UN GRAND et EMOUVANT TEMOIGNAGE - Jacques Stroumsa, rescapé d'Aushwitz-Birkenau : " Le violon m'a sauvé de la mort"
Je dois à Jacques Stroumsa un moment d’une rare émotion. Voici plus d’une quinzaine d’année, il me téléphone:
.Peux-tu te libérer pour lundi prochain?
.Oui, pourquoi faire?
Nous avons une rencontre à Tel-Aviv avec d’anciens rescapés français d’Aushwitz-Birkenau.

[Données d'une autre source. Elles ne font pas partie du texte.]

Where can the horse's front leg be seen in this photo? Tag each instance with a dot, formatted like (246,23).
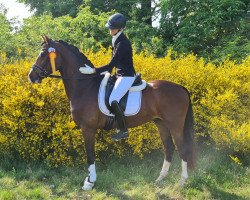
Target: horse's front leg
(89,140)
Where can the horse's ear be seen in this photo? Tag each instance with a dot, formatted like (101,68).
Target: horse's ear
(45,39)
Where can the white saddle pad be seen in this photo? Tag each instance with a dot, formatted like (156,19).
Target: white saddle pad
(133,103)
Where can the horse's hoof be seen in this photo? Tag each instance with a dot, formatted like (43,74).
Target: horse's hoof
(183,181)
(159,179)
(87,185)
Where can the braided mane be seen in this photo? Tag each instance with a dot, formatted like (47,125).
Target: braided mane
(76,51)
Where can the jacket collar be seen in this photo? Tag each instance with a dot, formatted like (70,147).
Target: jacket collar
(114,38)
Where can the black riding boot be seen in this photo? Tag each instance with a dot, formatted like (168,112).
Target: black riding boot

Le lundi soir, après discours et témoignages, une petite chorale, formée d’anciens rescapés de Salonique, s’en vint clôturer la rencontre. Et puis, la seule femme du groupe vocal entama une chanson, en solo. Et voici que, soudain, une femme se lève, pointe la chanteuse du doigt, sort du rang, s’approche de l’estrade, toujours le doigt pointé, en répétant, en français : tu es Maria, tu es Maria, tu es Maria… La salle en était comme électrisée. Et voici que les deux femme tombent dans les bras l’une de l’autre, s’étreignant, pleurant. Et nous avec! Elles s’étaient connues là-bas, dans ce camp à débiter la mort. Les femmes travaillaient sans relâche dans un atelier. La moindre défaillance valait une balle dans la nuque. Alors, Maria chantait. Elle chantait pour tenir ses compagnes éveillées, pour leur insuffler des forces, pour leur éviter la mort.
Puis vint la marche de la mort. Puis vint la délivrance pour celles qui avaient survécu. La française vécut dans l’ignorance du sort de Maria, en dépit de recherches par la suite. Jusqu’à ce que cette voix s’élève, dans cette salle d’un hôtel, à Tel-Aviv…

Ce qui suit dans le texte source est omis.